Indiana Pacers — Oklahoma City Thunder: typy i kursy bukmacherskie (11.06.2025)
Stan serii: 1-1
Dzisiejsza analiza będzie opierać się na BetBuilderze, który pozwala na łączenie kilku różnych zdarzeń z jednego meczu! Opcja ta jest dostępna oczywiście w Fortunie, dlatego przypomnę, że mamy dla Ciebie kod promocyjny Fortuna, dzięki któremu będziesz mógł skorzystać z ciekawych bonusów na start! Koszykarze Indiany Pacers zakończyli sezon zasadniczy jako czwarty zespół w Konferencji Wschodniej. W pierwszej rundzie pokonali Milwaukee Bucks! Niespodziewanie potrzebowali do tego jedynie pięciu spotkań! W drugiej rundzie zachwycili cały świat, pokonując faworyzowanych graczy Cleveland Cavaliers i to w zaledwie pięciu starciach! W finale Konferencji Wschodniej pokonali New York Knicks w sześciu spotkaniach. W dziesięciu ostatnich potyczkach ekipa z Indianapolis wygrała dokładnie siedem razy. W poprzednim pojedynku nie udało im się wygrać po raz drugi z Oklahomą City Thunder.

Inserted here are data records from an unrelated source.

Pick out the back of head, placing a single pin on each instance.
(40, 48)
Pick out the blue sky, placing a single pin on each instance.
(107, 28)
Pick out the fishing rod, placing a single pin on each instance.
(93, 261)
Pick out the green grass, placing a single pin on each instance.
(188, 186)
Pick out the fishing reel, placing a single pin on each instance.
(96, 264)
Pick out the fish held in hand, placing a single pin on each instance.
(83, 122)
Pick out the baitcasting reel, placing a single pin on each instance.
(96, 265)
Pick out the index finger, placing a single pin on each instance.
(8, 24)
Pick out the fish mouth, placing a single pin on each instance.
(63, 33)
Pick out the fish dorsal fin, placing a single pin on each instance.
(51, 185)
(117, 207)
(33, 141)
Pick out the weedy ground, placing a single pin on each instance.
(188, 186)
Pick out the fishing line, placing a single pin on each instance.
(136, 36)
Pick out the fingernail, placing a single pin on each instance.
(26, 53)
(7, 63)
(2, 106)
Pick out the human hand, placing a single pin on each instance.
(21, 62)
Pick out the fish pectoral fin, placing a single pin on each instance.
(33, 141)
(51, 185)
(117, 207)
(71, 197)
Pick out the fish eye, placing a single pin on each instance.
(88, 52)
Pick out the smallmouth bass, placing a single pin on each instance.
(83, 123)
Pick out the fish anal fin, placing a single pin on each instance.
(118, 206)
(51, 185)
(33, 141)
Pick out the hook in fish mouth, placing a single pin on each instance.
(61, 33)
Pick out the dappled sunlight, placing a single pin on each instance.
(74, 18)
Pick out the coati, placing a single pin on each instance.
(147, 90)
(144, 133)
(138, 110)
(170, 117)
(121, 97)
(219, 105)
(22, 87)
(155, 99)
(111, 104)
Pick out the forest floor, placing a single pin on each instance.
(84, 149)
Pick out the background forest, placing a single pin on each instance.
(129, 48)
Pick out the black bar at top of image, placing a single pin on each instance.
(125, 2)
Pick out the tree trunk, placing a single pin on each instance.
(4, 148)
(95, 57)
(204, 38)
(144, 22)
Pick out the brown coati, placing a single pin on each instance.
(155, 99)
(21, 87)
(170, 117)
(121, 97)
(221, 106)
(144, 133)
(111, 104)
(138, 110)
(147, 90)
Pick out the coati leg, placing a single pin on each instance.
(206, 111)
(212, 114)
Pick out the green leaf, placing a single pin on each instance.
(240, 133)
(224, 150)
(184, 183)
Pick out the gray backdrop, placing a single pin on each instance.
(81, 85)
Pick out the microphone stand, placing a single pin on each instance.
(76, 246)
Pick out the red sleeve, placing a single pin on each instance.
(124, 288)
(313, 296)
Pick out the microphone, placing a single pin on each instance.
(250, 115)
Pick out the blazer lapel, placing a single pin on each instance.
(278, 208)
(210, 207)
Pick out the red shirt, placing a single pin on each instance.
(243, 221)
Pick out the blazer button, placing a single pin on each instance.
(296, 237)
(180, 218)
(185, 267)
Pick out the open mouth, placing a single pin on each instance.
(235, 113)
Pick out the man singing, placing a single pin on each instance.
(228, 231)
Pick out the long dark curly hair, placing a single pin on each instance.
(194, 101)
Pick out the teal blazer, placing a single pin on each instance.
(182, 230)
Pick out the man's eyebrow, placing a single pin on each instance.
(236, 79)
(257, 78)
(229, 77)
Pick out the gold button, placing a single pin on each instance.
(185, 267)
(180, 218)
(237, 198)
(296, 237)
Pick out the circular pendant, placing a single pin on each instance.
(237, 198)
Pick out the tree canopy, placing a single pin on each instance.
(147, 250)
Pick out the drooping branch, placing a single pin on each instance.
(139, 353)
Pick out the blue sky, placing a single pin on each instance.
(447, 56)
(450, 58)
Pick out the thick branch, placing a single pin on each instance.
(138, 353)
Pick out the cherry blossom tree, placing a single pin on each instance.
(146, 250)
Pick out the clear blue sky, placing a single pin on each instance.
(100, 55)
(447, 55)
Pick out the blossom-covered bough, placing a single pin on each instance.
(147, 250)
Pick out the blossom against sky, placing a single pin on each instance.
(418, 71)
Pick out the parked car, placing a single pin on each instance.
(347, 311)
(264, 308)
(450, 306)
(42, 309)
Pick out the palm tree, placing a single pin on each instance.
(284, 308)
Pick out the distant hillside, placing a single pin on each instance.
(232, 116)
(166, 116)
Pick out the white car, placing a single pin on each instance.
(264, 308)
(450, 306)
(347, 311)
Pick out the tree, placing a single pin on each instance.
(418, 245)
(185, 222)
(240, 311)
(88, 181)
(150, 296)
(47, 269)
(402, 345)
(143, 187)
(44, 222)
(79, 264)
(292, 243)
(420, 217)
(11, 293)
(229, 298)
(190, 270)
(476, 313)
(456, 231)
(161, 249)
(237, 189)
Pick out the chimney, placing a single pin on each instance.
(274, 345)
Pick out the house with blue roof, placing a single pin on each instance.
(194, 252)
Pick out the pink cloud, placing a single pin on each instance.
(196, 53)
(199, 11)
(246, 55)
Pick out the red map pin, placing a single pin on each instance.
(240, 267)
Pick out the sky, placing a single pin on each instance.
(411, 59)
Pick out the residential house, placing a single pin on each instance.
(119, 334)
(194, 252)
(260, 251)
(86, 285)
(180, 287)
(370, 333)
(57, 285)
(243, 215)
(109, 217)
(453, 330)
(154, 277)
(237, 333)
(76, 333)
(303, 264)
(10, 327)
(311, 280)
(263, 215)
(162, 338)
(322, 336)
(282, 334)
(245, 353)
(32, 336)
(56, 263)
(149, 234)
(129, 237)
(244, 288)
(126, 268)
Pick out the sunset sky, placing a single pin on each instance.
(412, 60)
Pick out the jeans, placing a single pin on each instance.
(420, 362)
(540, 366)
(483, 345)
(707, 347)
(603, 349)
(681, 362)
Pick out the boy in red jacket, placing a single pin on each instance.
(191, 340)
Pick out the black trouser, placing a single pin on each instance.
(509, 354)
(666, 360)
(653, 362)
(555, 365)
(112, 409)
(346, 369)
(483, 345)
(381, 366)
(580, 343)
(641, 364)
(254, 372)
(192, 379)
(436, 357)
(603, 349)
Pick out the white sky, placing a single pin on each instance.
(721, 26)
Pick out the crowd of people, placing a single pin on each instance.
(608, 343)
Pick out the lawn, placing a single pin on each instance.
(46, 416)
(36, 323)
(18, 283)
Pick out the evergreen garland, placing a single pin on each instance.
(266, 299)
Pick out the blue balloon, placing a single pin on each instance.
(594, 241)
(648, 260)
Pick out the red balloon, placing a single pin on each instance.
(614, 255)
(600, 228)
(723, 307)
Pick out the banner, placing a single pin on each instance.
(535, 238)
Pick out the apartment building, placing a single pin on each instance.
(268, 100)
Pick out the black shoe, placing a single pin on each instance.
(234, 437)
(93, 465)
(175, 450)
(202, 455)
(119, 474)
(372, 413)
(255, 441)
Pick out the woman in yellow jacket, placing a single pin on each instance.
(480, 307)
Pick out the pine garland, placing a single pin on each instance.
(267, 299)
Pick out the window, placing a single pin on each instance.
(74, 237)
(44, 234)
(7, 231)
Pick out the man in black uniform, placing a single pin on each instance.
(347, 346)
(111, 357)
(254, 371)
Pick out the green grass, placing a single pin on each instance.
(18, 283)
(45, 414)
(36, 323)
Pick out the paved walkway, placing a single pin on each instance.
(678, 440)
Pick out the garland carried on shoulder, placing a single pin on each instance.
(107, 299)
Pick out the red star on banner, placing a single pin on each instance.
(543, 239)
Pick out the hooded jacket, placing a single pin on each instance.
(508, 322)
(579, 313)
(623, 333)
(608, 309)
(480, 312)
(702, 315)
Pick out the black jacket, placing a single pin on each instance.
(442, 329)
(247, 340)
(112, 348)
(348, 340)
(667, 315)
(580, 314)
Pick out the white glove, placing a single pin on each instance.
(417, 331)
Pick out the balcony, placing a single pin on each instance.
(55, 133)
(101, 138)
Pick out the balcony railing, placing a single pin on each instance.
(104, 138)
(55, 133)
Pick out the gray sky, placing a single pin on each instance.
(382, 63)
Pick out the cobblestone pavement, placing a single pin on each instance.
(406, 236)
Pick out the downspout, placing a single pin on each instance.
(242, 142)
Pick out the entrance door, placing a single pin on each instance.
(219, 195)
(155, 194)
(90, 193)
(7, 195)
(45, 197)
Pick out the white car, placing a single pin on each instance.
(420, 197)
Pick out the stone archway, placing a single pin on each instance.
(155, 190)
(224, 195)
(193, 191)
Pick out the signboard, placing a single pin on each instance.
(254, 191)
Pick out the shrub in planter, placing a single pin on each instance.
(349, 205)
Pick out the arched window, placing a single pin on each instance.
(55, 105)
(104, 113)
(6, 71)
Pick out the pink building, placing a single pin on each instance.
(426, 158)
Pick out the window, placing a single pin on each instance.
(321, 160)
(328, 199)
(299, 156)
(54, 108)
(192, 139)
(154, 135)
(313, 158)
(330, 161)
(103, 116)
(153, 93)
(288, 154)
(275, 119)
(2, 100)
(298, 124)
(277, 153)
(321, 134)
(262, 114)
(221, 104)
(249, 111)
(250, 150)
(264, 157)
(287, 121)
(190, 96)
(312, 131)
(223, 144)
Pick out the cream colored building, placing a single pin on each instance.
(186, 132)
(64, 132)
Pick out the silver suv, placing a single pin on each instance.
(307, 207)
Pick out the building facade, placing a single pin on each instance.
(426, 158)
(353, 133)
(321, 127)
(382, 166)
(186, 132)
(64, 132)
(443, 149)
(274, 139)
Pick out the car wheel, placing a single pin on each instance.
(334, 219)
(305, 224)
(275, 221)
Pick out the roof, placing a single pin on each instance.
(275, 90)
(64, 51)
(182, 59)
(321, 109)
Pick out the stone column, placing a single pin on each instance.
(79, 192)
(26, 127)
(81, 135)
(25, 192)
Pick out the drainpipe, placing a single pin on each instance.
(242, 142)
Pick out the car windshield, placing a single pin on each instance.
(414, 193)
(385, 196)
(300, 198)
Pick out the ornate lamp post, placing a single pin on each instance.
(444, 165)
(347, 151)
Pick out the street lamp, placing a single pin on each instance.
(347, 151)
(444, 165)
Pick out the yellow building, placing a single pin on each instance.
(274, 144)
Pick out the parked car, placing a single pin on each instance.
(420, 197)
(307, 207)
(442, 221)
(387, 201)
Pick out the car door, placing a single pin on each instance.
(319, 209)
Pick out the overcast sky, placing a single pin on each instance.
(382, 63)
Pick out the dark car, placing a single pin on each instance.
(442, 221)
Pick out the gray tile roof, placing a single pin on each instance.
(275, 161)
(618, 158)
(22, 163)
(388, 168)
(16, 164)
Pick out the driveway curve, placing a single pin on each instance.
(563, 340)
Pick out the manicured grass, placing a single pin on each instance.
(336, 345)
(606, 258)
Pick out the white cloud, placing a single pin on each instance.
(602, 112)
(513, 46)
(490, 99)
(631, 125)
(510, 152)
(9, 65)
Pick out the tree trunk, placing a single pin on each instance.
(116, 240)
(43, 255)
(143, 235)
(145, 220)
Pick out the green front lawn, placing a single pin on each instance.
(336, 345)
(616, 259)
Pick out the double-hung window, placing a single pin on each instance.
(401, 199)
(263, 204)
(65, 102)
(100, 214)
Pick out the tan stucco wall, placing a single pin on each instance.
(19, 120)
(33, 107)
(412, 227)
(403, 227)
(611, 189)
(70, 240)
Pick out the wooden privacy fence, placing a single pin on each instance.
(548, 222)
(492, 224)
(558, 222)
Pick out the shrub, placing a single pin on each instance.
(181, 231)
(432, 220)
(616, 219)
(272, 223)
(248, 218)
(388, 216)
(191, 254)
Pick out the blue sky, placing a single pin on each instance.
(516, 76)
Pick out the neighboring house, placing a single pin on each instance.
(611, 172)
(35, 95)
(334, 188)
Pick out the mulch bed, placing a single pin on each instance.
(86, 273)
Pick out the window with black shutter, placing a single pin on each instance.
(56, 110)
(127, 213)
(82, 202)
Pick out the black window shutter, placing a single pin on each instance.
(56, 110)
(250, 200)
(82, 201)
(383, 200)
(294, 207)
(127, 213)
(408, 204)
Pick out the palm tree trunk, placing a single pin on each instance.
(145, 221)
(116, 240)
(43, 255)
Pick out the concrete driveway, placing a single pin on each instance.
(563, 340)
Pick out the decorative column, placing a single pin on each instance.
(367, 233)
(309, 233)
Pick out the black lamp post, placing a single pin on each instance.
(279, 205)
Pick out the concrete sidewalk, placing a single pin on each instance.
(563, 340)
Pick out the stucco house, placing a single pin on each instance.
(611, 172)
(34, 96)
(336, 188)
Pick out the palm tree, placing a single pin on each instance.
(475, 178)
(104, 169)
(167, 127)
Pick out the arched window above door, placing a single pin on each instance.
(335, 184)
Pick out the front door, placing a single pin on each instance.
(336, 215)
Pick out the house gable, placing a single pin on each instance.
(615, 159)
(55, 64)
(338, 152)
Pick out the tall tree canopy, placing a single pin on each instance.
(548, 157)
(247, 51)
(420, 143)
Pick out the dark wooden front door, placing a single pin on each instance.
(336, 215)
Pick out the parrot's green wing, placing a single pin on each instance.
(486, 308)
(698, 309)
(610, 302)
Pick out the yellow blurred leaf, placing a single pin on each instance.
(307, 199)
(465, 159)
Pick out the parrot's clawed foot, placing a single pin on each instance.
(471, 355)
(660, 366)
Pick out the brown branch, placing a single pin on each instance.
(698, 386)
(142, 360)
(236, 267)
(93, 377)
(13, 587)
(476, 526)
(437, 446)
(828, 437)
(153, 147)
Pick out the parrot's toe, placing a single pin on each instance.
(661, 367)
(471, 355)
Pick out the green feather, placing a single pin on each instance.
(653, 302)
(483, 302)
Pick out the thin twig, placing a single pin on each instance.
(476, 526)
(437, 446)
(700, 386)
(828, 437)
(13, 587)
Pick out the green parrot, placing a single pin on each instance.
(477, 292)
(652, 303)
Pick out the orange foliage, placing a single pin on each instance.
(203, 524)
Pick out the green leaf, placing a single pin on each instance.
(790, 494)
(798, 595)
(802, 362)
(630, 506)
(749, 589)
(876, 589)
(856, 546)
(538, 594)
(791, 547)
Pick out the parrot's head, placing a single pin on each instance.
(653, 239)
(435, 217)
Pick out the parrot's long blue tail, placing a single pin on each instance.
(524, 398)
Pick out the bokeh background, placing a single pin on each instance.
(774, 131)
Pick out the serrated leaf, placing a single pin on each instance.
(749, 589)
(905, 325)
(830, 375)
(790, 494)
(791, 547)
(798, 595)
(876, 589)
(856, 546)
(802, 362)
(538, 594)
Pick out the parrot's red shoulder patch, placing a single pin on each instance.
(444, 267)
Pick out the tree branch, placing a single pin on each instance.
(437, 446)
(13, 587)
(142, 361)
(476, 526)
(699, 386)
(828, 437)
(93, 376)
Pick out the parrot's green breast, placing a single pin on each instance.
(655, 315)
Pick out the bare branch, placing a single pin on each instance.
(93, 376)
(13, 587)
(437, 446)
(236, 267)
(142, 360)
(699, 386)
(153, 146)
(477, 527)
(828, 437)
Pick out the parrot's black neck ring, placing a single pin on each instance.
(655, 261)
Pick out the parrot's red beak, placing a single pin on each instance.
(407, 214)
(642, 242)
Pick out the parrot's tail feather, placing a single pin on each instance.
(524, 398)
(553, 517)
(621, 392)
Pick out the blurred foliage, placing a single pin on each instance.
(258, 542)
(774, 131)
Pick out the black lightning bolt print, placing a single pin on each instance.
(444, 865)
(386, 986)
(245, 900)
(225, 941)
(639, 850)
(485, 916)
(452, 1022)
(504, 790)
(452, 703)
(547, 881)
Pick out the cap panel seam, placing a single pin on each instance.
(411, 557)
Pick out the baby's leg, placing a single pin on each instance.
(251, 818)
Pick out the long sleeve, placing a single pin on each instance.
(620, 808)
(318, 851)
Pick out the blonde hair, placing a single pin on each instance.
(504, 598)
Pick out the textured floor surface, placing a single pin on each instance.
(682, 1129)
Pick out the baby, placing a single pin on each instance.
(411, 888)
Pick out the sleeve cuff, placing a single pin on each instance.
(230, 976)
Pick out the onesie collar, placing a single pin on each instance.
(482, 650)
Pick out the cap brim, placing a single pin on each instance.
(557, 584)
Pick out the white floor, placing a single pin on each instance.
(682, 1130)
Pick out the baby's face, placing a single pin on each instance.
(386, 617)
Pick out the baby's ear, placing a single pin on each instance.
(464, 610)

Trzeba przyznać, że tym razem ekipa z Indianapolis nie dokonała cudu. Od początku starcia byli po prostu słabsi od swoich finałowych rywali. Przez pierwsze dwanaście minut gry kibice Pacers mogli mieć nadzieję, lecz im dalej w las, tym gra podopiecznych Ricka Carlisle była coraz to słabsza. Zabrakło tym razem lepszej postawy w pomalowanym oraz znacznie mniejszej liczby popełnionych fauli. Najlepiej w barwach Indiany Pacers spisał się Tyrese Haliburton, który popisał się siedemnastoma oczkami, trzema reboundami oraz sześcioma kluczowymi podaniami. Szesnaście punktów wpadło na konto Mylesa Turnera, który dodatkowo zabrał cztery piłki oraz rozdał cztery asysty. Pascal Siakam zainkasował piętnaście oczek, siedem reboundów oraz cztery kluczowe podania. Aaron Nesmith zakończył mecz z czternastoma punktami oraz czterema zbiórkami. Bennedict Mathurin popisał się czternastoma oczkami oraz dwoma reboundami. Andrew Nembhard dorzucił od siebie jedenaście punktów, cztery zbiórki oraz cztery asysty. Tyle samo oczek wpadło na konto TJ’a McConnella, który popisał się jeszcze trzeba reboundami oraz sześcioma kluczowymi podaniami. Czy Indiana Pacers wygra dziś pierwszy mecz przed własną publicznością?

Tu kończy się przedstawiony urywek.